Last week, the people who are owed money from the Exxon Valdez lawsuit asked the Supreme Court to make it clear that they should receive interest, even though the court cut the punitive damages award in June from $2.5 billion to $507 million.
On Tuesday, the oil giant disagreed. In its filing, the company says that "the court has held that $507.5 million is the legally correct amount necessary to deter Exxon and others from future oil spills," and not millions more in interest.
"The deterrent for future oil spills will thus be the same whether post-judgment interest is paid or not," the company wrote. "Future spills in Exxon's position will know that their punishment will be in an amount up to the extent of the damage they cause."
Also, the company adds that there's no reason to penalize it by awarding another $488 million when "the substantial delay here was not in any sense Exxon's fault," but was that of the plaintiffs, who disagreed with a lower court decision.
The company describes the court case as "far from the kind of victory that could be described as "clear-cut." The case isn't the same as those in which courts award interest, Exxon's lawyers argued, because even though the amount of the award was reduced, "it is substantially affirmed and upheld."
Lawyers for the fishermen and other plaintiffs in the case had calculated that interest would add up to about $488 million, bringing the total amount owed by Exxon from the spill to nearly $1 billion. After attorney fees, an estimated $628 million would be divided among more than 32,000 plaintiffs.

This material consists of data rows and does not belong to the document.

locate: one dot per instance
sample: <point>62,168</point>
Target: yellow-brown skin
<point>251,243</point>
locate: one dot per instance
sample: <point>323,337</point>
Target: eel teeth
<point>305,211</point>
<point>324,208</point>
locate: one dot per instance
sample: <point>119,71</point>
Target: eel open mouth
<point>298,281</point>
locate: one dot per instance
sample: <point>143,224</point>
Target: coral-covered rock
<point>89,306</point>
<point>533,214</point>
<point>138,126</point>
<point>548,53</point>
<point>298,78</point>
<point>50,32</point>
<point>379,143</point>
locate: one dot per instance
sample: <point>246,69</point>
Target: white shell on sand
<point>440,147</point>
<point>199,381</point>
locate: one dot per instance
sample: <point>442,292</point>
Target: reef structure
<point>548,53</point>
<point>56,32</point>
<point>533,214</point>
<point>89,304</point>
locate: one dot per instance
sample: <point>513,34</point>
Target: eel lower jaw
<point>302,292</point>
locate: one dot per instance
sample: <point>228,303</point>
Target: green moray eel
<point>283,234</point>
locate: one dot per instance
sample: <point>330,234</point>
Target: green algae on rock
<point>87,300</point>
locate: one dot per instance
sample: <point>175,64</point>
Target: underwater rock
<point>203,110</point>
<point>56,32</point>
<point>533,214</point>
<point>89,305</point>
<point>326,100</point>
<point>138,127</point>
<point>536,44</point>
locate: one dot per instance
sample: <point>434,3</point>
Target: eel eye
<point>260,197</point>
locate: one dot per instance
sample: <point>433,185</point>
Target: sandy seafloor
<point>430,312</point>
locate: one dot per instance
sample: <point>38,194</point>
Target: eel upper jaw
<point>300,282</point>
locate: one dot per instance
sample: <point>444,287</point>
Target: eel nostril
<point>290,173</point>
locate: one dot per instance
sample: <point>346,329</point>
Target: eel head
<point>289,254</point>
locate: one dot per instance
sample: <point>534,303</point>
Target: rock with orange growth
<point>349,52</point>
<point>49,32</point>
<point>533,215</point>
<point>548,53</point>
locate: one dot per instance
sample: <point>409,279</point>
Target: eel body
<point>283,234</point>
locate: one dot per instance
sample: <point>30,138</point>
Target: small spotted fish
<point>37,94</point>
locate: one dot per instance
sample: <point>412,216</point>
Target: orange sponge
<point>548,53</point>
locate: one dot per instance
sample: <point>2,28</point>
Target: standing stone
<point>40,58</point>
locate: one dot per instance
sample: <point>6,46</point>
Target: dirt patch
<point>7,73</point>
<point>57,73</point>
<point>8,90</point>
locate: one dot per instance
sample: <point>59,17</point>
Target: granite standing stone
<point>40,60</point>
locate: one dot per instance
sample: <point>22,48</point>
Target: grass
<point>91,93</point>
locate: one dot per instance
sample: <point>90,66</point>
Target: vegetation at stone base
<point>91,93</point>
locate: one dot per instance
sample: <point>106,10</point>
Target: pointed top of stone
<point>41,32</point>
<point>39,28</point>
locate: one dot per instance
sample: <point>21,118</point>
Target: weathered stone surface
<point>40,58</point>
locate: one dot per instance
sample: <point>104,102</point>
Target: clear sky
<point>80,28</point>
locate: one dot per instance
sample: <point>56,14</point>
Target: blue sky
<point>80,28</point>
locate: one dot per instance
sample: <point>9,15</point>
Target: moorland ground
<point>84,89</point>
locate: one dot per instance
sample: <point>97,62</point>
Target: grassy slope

The punitive damages originally were awarded in 1994 as punishment for Exxon's role in the spill, which leaked 11 million gallons of crude oil into the fishing waters of Prince William Sound.
Lawyers for the plaintiffs think that they're entitled to interest, but after so many years of wrangling with Exxon, they filed a brief with the Supreme Court to clarify their position, said Brian O'Neill, a Minnesota lawyer who represents the plaintiffs. Last week, he described the brief they filed with the Supreme Court as "belt and suspenders."
They clearly were worried, and wrote in their brief that "if past is prologue, there is real risk that Exxon would exploit any lack of clarity concerning interest to prolong this litigation still further."
The Supreme Court issued its 5-3 opinion June 25. The court held that in maritime cases punitive damages should be no more than the compensatory, or actual, damages. That 1-to-1 ratio, a new legal standard for punitive awards, applies only to punitive damages meted out under maritime law. It was designed to address "the stark unpredictability of punitive awards," the court decided.